Os franceses da região de Lille parecem ignorar que há cem anos, muito perto dali, nas linhas das trincheiras da Primeira Guerra Mundial, se jogava o futuro da Europa e do Mundo. Aparentam um ar grave e triste. Parecem felizes nas superfícies comerciais a transportar carrinhos de mão, abarrotados de compras, e nos restaurantes aquecidos devorando suculentos pratos de carne: filets, côtelettes, rotis e cassoulets.
Atravessa-se a França de carro e as cidades ficam-nos ao lado: Rouen, Amiens, Le Mans, Tours, Angoulême ... As auto estradas são canais assépticos que só revelam a monotonia da paisagem e camuflam a atividade humana. Eu ainda conheci a outra França, das pequenas aldeias balzaquianas, das mobillettes e das pessoas levando na mão as longas baguettes de pão.

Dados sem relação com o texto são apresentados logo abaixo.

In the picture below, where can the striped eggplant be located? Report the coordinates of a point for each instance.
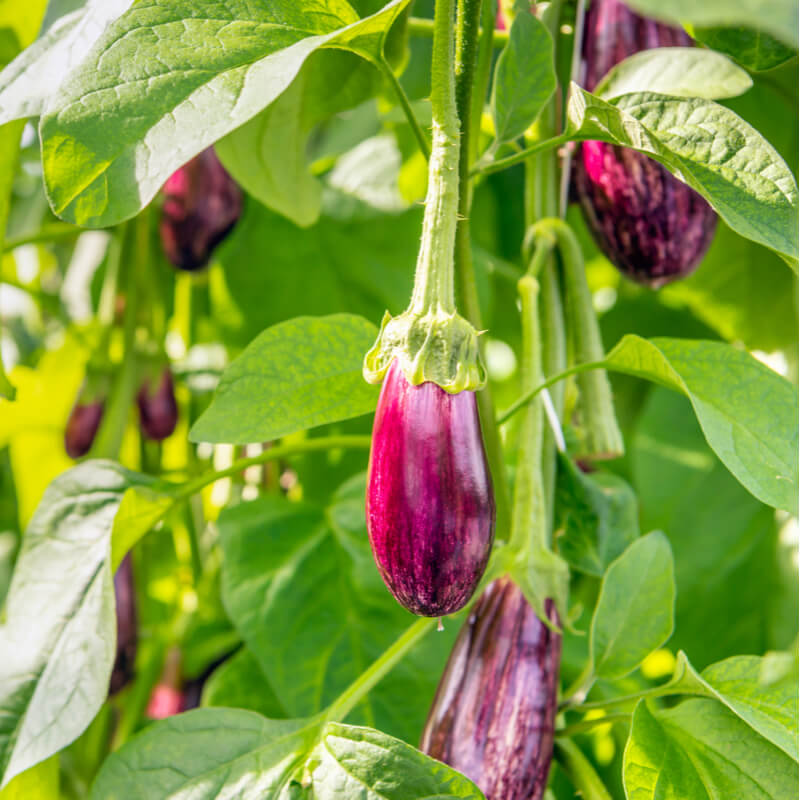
(494, 712)
(652, 226)
(430, 503)
(202, 203)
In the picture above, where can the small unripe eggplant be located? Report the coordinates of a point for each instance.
(125, 593)
(493, 715)
(82, 425)
(158, 409)
(202, 203)
(652, 227)
(430, 504)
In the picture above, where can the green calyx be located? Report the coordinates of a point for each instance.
(433, 345)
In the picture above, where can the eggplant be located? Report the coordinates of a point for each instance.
(125, 594)
(158, 409)
(653, 228)
(82, 425)
(202, 203)
(494, 712)
(430, 502)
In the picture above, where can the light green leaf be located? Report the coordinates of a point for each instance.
(169, 78)
(748, 413)
(779, 17)
(635, 610)
(295, 375)
(225, 753)
(676, 71)
(58, 641)
(700, 750)
(708, 147)
(524, 79)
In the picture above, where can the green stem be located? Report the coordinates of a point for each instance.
(368, 679)
(580, 771)
(411, 117)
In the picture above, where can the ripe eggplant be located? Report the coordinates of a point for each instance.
(494, 712)
(158, 409)
(430, 503)
(202, 203)
(125, 593)
(82, 425)
(653, 228)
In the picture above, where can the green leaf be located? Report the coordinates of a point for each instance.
(524, 79)
(213, 753)
(169, 78)
(700, 750)
(28, 81)
(760, 691)
(597, 517)
(753, 49)
(676, 71)
(61, 629)
(748, 413)
(635, 609)
(295, 375)
(779, 17)
(708, 147)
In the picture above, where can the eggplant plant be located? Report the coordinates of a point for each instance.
(339, 458)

Para o viajante ou o turista de hoje o digital domina tudo. Já não precisamos de mapas nem de guias. Com um smartphone e as facilidades do roaming estamos conectados com o mundo inteiro.
Na noite da meseta, o céu volta a ganhar a dimensão e o mistério que a luz elétrica e o néon das cidades lhe roubou há muito. Até a Lua grande, que já a começou a minguar, não consegue esconder o esplendor da bela constelação de Orion. E o esbranquiçado dos aglomerados da Via Láctea deixa voar a nossa imaginação para o infinito, e remete-nos à nossa insignificância.
Na judiaria de Hervas, tento compreender o drama provocado pelo Édito de Expulsão promulgado pelos Reis Católicos. Muitos judeus foram dali empurrados e vieram povoar as terras da raia portuguesa: Belmonte, Trancoso e Castelo Rodrigo. Imagino que alguma daquelas casas teria sido ocupada por um dos meus antepassados de Mata de Lobos. A Inquisição é, ainda hoje, algo que escapa ao meu entendimento.
Nas primeiras horas após o nascer do Sol, a Estremadura espanhola tem uma beleza estonteante: milhafres e águias elevam-se no ar, impulsionadas pelas correntes ascendentes do ar que o Sol começa a aquecer. A terra, esbranquiçada pela geada, reflete a luz solar e brilha como um espelho. A vista espraia-se por um horizonte sem fim com farrapos de neblina alongando-se sobre os vales.
Já depois de Cáceres, na berma da estrada jaz uma coruja das torres que, imagino, não terá escapado a tempo do choque com um carro a alta velocidade. É um animal que tinha um significado muito especial para as populações rurais. Chamavam-lhe rasga mortalhas, porque o seu grito agourento faz lembrar o ruído rouco do rasgar de um tecido.
Em Estremoz, havia feira Gastronómica de Caça e Pesca. Com ar de sofreguidão, as famílias aglomeravam-se à espera de lugar na entrada dos restaurantes que serviam migas e outras especiarias. Ficavam indiferentes ao trabalho do Eduardo, um taxidermista que na sua banca exibia patos, perdizes, pombos, estorninhos malhados e tordos. Confessou-nos que trabalhava aquela arte, com amor, desde os onze anos de idade. E nós logo ali imaginámos a coruja das torres conservada pelo Eduardo para ficar como recordação desta memorável viagem pela Europa.